Sur les bancs scolaires, lorsque l’histoire économique du Japon est abordée, il est souvent question de « miracle japonais » prenant racine dans les années 50. L’histoire nous apprend aussi qu’une décennie et demie plus tard, son PIB a été multiplié par 5, grâce à une industrialisation intensive et efficace, appuyée par une stratégie d’exportation à outrance. Ces excédents commerciaux assurent à l’archipel une croissance moyenne de 5% par an, permettant au Japon de devenir la deuxième puissance économique mondiale. La bourse de Tokyo en a profité jusqu’à son apogée en 1989, un plus haut jamais revu sur le Nikkei à proximité des 39000 points. Ce pic graphique marque aussi la fin de la bulle immobilière, elle-même encouragée par un fort taux d’épargne. Les années suivantes sont venues mettre un terme à l’embellie économique, pour enchaîner sur deux décennies “perdues”, où progressivement une “déflation rampante” s’installe, mettant ainsi un terme à l’irrésistible ascension de l’archipel Nippon. Afin d’endiguer cette léthargie économique, la Banque du Japon (BoJ) a lancé depuis plus de 5 ans un vaste programme d’achats intensifs créant une situation inédite pour un pays du G7, d’avoir une valeur des actifs détenus par la banque centrale supérieure au PIB du pays. Cette mesure non conventionnelle favorise l’inondation des circuits financiers de liquidités, afin de stimuler le crédit et la consommation, mais ne permet toujours pas d’atteindre les 2% d’inflation. Le Pays du Soleil Levant, tout comme la plupart des pays occidentaux, peine à retrouver une véritable hausse des prix. La concurrence exacerbée des pays voisins dont la Chine qui elle a, par ailleurs, pris sa place sur le podium des puissances économiques, et une génération vieillissante de consommateurs, privilégiant davantage l’épargne à la consommation, en sont les principales causes. Le pays a retrouvé de la vigueur grâce aux mesures du premier ministre Shinzo Abe, au pouvoir depuis fin 2012. Cet héritier d’une famille d’hommes politiques a su redynamiser l’archipel, en lançant ses trois flèches : accroissement de la masse monétaire, relance budgétaire par la politique de la demande, auxquels se rajoutent les réformes structurelles sur le droit du travail afin de renforcer la compétitivité.
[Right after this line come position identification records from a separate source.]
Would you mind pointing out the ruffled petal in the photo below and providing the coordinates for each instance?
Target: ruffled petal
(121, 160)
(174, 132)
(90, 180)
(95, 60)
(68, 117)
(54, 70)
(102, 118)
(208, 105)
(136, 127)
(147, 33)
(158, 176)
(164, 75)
A ce jour, les perspectives de reprise de la croissance restent tangibles, malgré un troisième trimestre accidentellement négatif (-0.6% du PIB). Abe avait même pris pour slogan dans son programme politique « remettre sur pied le Japon ». Sa reconduction à la tête de son parti libéral démocrate le désignant de facto premier ministre pour encore un an marque la confiance qu’il inspire toujours auprès de ses concitoyens. La récente victoire de Tokyo pour l’organisation des jeux olympiques de 2020 a d’ailleurs généré un surplus de popularité.
Résilient sur le plan structurel avec une dette publique financée par les japonais eux-mêmes, le pays demeure néanmoins exposé à l’économie mondiale, justifiant le maintien des mesures monétaires exceptionnelles. Malgré des taux bas, le yen pourrait être le grand gagnant de 2019, avec la fin du cycle expansionniste de l’économie américaine qui devrait engendrer des perspectives défensives chez les investisseurs et amplifierait, bien sûr, la demande en valeurs refuges dont la monnaie japonaise.